Five years ago enterprise startups hit the skids, stung by a perfect storm of commoditization, vendor consolidation, and the IT spending downturn. In the intervening years, however, the skies have cleared and, to paraphrase Ronald Regan, "It's morning again for enterprise startups."
InfoWorld has declared May the Month of Enterprise Startups. Each day this month, InfoWorld will profile a different startup company in the enterprise space. By the end of May, we hope to have catalogued some of the promising new technologies that will be working their way into your cube in the coming years.
The next two years will be critical for many of the early-stage enterprise companies, which have been out of favor with investors and customers for so long it's hard to remember their last heyday -- in the client/server-dominated 1990s. A mere handful of big winners emerged from that dark period: names like Salesforce.com, VMWare, and Red Hat. For many of their peers, which often lacked a complete solution or strong distribution capability, success meant getting acquired rather than thriving as a stand-alone company. Even as recently as this year, companies such as Webex and Tellme Networks have continued to capitulate to the lure of M&A.

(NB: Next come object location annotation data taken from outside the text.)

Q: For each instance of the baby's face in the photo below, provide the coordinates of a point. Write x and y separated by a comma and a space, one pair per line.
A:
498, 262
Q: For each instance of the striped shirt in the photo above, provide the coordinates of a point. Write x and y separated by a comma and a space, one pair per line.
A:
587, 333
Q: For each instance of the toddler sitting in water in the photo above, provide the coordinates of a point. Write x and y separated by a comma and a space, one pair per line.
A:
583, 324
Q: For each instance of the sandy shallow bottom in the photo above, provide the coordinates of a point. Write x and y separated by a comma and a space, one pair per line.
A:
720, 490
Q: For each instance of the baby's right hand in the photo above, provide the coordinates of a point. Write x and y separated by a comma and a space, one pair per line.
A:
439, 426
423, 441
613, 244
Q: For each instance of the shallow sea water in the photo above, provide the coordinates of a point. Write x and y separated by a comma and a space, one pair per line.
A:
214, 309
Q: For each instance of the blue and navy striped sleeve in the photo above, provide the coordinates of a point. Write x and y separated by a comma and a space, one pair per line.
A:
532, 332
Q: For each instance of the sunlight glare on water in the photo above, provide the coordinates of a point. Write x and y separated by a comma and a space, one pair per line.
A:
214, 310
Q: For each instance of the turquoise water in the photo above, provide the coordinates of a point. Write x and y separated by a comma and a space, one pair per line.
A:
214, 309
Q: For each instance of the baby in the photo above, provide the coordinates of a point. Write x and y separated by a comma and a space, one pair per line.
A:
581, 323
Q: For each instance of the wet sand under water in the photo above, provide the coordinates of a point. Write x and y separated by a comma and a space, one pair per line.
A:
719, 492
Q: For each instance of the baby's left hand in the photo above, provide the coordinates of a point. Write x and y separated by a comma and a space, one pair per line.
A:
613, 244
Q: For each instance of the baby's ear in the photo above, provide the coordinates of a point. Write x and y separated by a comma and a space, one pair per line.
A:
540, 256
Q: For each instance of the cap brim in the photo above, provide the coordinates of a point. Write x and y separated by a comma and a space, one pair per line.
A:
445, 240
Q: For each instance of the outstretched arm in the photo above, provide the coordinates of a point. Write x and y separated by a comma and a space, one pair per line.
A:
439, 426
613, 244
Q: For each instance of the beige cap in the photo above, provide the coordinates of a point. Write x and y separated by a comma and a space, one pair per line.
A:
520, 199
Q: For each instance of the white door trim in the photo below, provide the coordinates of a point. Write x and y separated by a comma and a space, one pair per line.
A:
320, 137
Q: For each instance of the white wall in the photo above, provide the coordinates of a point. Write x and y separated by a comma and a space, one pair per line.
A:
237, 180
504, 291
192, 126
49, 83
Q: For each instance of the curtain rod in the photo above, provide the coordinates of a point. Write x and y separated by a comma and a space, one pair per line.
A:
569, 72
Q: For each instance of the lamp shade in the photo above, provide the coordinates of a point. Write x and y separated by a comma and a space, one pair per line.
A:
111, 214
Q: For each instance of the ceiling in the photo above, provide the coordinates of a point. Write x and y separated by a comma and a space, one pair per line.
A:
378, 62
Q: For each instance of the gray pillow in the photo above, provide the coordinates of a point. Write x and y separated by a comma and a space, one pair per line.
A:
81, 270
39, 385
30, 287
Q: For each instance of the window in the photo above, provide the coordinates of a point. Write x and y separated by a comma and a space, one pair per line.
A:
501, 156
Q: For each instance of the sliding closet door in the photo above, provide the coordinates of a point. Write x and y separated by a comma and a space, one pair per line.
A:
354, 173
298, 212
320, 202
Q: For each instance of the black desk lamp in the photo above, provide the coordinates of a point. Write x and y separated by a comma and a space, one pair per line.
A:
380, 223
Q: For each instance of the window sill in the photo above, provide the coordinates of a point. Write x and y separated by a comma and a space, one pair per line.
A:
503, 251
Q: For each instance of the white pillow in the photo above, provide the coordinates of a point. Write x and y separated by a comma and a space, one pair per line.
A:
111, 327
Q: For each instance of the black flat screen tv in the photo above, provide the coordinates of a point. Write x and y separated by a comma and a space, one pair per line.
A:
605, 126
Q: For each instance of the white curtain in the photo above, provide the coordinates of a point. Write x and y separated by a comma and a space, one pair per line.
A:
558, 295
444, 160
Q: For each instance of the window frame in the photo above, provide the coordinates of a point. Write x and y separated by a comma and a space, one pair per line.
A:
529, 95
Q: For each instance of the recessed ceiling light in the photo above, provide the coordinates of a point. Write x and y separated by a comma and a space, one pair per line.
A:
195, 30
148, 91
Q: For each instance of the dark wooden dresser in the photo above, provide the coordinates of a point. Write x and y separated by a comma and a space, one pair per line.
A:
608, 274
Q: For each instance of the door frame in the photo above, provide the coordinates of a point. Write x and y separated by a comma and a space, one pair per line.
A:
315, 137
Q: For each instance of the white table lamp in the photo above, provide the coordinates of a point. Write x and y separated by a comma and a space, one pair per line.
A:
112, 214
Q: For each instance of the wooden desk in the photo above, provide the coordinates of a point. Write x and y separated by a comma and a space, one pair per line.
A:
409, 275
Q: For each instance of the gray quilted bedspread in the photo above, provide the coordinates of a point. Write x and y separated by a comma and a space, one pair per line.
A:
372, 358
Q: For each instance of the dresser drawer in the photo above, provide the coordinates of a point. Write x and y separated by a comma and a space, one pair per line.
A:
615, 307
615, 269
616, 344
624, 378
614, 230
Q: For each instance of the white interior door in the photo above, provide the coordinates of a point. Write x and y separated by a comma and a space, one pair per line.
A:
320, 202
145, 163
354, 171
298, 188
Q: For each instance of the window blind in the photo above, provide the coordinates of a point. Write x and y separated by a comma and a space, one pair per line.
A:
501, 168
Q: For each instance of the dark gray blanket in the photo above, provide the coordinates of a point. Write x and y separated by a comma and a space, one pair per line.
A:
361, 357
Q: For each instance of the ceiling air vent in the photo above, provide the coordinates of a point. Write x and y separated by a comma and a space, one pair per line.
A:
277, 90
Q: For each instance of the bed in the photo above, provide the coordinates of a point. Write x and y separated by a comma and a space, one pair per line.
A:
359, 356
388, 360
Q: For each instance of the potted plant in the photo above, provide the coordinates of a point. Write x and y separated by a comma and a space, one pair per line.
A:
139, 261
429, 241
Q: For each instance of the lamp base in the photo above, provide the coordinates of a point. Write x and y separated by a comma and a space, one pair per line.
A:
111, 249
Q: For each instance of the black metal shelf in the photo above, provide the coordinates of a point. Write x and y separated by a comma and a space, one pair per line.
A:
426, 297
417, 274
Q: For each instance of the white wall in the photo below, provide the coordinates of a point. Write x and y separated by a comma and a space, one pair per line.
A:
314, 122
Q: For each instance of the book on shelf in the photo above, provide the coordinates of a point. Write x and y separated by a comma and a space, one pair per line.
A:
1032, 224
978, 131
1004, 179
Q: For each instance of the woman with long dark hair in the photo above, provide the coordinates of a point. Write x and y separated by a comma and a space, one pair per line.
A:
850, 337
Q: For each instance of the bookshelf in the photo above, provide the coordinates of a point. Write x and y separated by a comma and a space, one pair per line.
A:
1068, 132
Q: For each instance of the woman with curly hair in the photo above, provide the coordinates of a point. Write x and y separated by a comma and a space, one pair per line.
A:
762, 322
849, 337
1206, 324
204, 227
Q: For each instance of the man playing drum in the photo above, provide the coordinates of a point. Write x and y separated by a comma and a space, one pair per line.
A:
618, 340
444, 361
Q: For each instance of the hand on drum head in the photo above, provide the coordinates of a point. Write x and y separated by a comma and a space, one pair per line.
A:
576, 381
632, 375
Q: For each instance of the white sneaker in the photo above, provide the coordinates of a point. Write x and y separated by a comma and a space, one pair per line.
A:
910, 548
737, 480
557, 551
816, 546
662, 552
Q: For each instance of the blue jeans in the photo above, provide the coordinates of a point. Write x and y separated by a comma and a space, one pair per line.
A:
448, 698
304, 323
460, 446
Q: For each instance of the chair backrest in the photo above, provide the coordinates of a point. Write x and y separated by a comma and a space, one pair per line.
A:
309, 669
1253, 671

The crop of enterprise startups that we'll profile this month could be different. For starters, venture capitalists have soured on enterprise deals in favor of consumer plays, so they aren’t funding as many look-alike companies for every enterprise idea, as they did in the late 1990s. (Remember the B2B craze?) That leaves more competitive breathing room for those that do get funded.
Second, the open source movement has provided a rich array of cheap tools and platforms that enterprise startups can innovate on top of, enabling them to deliver more value-add to customers with less capital invested in plumbing. Third, the worldwide IT market has grown, especially globally, over the past five years -- and that means more customers and budget dollars (or Euros, Yen, and Yuan) to go around.
But most important, enterprise customers are back in innovation and experimentation mode, and more are open to working with startups than they were in the brutal 2002-2005 era of "consolidation."
The companies on our list cover the waterfront of enterprise needs: security, open source tools, analytics, e-commerce, storage -- you name it. A few areas in particular are worth highlighting. First, software as a service now has proven traction and demonstrated disruptive potential in enterprise environments. Second, the SMB market (small and medium-size customers) is finally getting tech savvy and begging for new, innovative IT products. But large vendors, used to selling to the Fortune 500, don’t necessarily have the right products or perspective to meet SMB needs, despite their desire to do so.